'Da Vinci's Inquest' Season 5 - TV Review

(Season one review, Season two review, Season three review, Season four review.)

Everything I've already said about the series continues to apply: it's very well constructed, it feels realistic, it's a pleasure to watch, it's frequently dark.

As an example of what I love about the writing: Da Vinci has been driving the same SUV since the beginning of the series. As a viewer, you don't really think about this - but that means the car is a minimum of five years old, possibly older. In the last episode of this season, he's headed for a cemetery for a disinterment when the car sputters and stops, so he's desperately calling his office and then walking to the cemetery, where he's half an hour late. It's not a big or important scene, but it clearly shows the difference between this show and every other "cop show."

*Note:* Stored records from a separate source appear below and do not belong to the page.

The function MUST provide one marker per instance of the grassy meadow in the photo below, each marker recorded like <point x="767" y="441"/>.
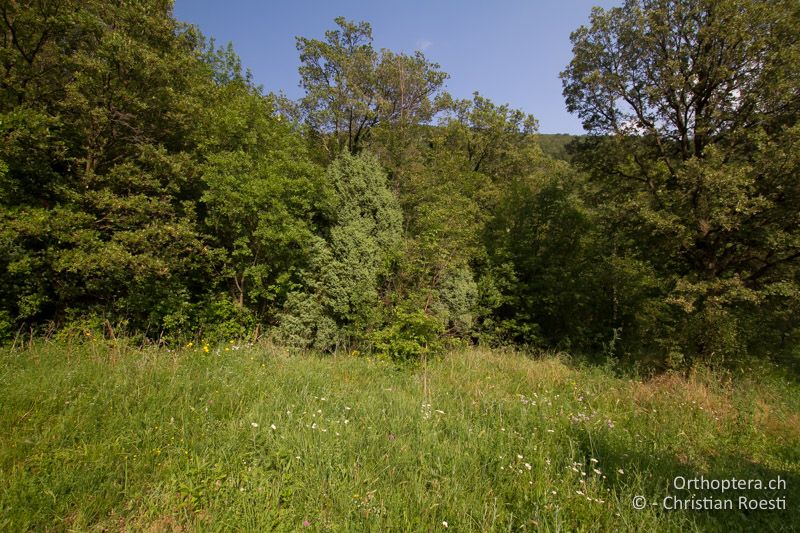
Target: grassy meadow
<point x="96" y="438"/>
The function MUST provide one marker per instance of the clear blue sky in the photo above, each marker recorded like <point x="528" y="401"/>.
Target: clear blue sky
<point x="509" y="50"/>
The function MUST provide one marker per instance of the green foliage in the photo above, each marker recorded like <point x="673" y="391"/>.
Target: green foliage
<point x="347" y="266"/>
<point x="351" y="88"/>
<point x="412" y="336"/>
<point x="691" y="166"/>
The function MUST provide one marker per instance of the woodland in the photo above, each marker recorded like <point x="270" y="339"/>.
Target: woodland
<point x="150" y="189"/>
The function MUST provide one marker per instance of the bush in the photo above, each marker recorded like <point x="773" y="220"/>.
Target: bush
<point x="411" y="337"/>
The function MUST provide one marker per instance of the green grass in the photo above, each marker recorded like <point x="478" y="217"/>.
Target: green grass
<point x="95" y="438"/>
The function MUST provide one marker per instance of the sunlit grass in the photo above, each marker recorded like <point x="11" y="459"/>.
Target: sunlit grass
<point x="95" y="437"/>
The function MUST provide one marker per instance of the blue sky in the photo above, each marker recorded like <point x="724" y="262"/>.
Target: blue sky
<point x="509" y="50"/>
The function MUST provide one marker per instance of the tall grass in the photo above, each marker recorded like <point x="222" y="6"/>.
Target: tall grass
<point x="94" y="437"/>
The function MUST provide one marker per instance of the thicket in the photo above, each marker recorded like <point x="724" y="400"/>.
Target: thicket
<point x="146" y="183"/>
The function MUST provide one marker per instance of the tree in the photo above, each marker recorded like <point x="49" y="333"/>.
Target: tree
<point x="349" y="260"/>
<point x="351" y="88"/>
<point x="694" y="105"/>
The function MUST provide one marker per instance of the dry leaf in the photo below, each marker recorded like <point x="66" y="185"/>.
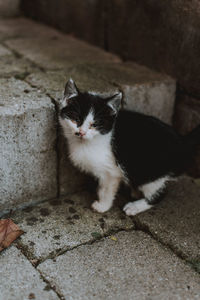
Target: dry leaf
<point x="112" y="237"/>
<point x="9" y="232"/>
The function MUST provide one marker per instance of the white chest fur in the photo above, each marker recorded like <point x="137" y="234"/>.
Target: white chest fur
<point x="94" y="156"/>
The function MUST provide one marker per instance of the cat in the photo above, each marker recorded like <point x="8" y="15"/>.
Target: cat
<point x="121" y="146"/>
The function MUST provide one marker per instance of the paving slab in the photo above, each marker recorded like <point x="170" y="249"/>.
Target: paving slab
<point x="20" y="280"/>
<point x="176" y="219"/>
<point x="55" y="226"/>
<point x="4" y="51"/>
<point x="132" y="266"/>
<point x="59" y="52"/>
<point x="144" y="90"/>
<point x="28" y="165"/>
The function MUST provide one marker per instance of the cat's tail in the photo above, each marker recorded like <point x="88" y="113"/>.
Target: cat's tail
<point x="193" y="138"/>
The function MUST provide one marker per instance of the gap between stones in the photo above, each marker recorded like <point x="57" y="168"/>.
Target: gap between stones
<point x="145" y="228"/>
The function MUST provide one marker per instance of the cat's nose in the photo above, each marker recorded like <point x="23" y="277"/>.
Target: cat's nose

Mick Leary (Ian Tracey) is having more and more trouble holding his life together as the after-effects of something that happened mid-way through season 4 are tearing him apart. Angela Cosmo (Venus Terzo) is trying (only semi-successfully) to befriend a young prostitute, and she's finding friendship and using the woman as a snitch are incompatible, particularly in the face of the woman's addiction. Which leads her to a couple cops in Vice: Suki (Camille Sullivan) and Brian (Colin Cunningham). Across multiple episodes, we find out that Brian is severely bent, but not quite bent enough for them to pin anything on him. And not surprisingly, Suki wants desperately to not be Brian's partner.

The show is never-ending. And yet in most episodes they manage to get a reasonable wrap on a case or two, giving us some sense of satisfaction. It remains an outstanding series.